El auto de la empresa se detuvo frente al portón principal, y Denisse observó las ventanas altas, los balcones elegantes y la entrada custodiada por estatuas de piedra.

A pesar del lujo, el lugar emanaba un aire frío, como si todo allí respirara bajo un mismo ritmo contenido y calculado.

La puerta se abrió antes de que ella tocara el timbre. Una mujer de mediana edad, impecablemente vestida, la saludó con cortesía.

—Bienvenida, señorita White. Soy la señora Collins, la encargada de la casa. El señor Winchester la espera en la sala principal.

Denisse asintió, intentando disimular la incomodidad que le producía cada palabra pronunciada con ese tono impecable. La siguió por los pasillos amplios, donde cada paso resonaba sobre el mármol. Las paredes estaban decoradas con fotografías en blanco y negro de paisajes urbanos y retratos familiares que, curiosamente, no mostraban sonrisas.

El corazón le dio un vuelco cuando, desde el fondo de la estancia, escuchó una voz infantil.

—¡Denisse!

Fred corría hacia ella con los brazos extendidos, desbordante de alegría. Denisse se agachó y lo abrazó con fuerza, riendo suavemente.

—Hola, pequeño héroe. ¿Cómo te sientes?

—Bien. Mi tío dice que ya puedo jugar otra vez —respondió el niño, orgulloso.

—Eso suena genial.

El niño se separó un poco y la miró con emoción.

—¿Vas a quedarte con nosotros, verdad?

Denisse tragó saliva, mirando por encima del hombro hacia el fondo del salón. Noah estaba allí, observándolos con las manos en los bolsillos del pantalón y una expresión contenida. El contraste era tan fuerte que la temperatura del ambiente pareció bajar de golpe.

—Sí, Fred. Me quedaré —respondió ella, sonriendo al niño antes de incorporarse.

—Veo que tomaste una decisión —dijo Noah, acercándose con paso lento.
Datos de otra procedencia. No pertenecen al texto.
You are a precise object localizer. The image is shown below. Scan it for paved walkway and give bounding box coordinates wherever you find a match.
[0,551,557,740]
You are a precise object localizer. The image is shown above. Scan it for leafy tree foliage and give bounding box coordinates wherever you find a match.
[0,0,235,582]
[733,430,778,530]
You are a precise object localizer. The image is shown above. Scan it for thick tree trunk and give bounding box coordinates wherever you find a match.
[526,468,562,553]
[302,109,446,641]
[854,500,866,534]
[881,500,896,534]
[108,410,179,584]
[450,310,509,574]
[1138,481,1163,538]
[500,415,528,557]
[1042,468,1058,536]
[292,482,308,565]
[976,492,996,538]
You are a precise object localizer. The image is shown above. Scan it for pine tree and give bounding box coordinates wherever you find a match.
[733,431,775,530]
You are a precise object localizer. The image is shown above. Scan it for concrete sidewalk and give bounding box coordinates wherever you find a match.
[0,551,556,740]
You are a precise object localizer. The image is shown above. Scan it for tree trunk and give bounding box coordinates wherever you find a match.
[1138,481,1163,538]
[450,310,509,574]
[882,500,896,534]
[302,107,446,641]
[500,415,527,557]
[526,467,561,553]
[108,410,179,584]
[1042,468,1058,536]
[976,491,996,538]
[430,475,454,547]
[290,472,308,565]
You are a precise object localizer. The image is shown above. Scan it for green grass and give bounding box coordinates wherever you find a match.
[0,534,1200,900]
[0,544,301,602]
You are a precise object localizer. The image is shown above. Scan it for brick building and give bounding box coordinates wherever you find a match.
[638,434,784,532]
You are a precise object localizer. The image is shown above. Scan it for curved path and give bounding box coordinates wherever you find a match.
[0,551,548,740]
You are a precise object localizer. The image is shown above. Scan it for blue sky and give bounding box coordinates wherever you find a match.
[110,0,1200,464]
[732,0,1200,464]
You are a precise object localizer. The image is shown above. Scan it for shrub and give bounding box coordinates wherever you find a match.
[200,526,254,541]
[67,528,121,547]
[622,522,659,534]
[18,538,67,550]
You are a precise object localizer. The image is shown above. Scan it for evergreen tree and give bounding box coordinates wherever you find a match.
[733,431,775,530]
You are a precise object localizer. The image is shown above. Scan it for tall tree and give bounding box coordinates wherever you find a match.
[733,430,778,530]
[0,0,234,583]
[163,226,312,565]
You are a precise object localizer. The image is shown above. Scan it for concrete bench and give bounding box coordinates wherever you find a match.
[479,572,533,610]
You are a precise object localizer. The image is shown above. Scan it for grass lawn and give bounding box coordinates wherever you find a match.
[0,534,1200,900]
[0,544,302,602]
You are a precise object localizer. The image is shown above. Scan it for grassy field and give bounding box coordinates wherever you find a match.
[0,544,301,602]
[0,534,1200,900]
—Lo hice —contestó ella con serenidad—. Acepté el trabajo

—Bien. —Asintió apenas—. La señora Collins te mostrará tu habitación y las normas de la casa.

Denisse levantó una ceja.

—¿Normas?

—Supongo que entiendes que trabajas en un lugar donde la discreción es importante —respondió él con esa calma glacial que parecía su marca personal—. Hay ciertas áreas privadas a las que no tienes por qué acceder.

—Tranquilo, señor Winchester —replicó con un toque de ironía—. No tengo intención de irrumpir en su santuario.

Fred los miraba de uno y otro, sin entender la tensión invisible que llenaba el aire.

—¿Vamos a jugar? —interrumpió con inocencia.

Denisse le revolvió el cabello.

—Claro que sí. Déjame instalarme y luego iremos al jardín.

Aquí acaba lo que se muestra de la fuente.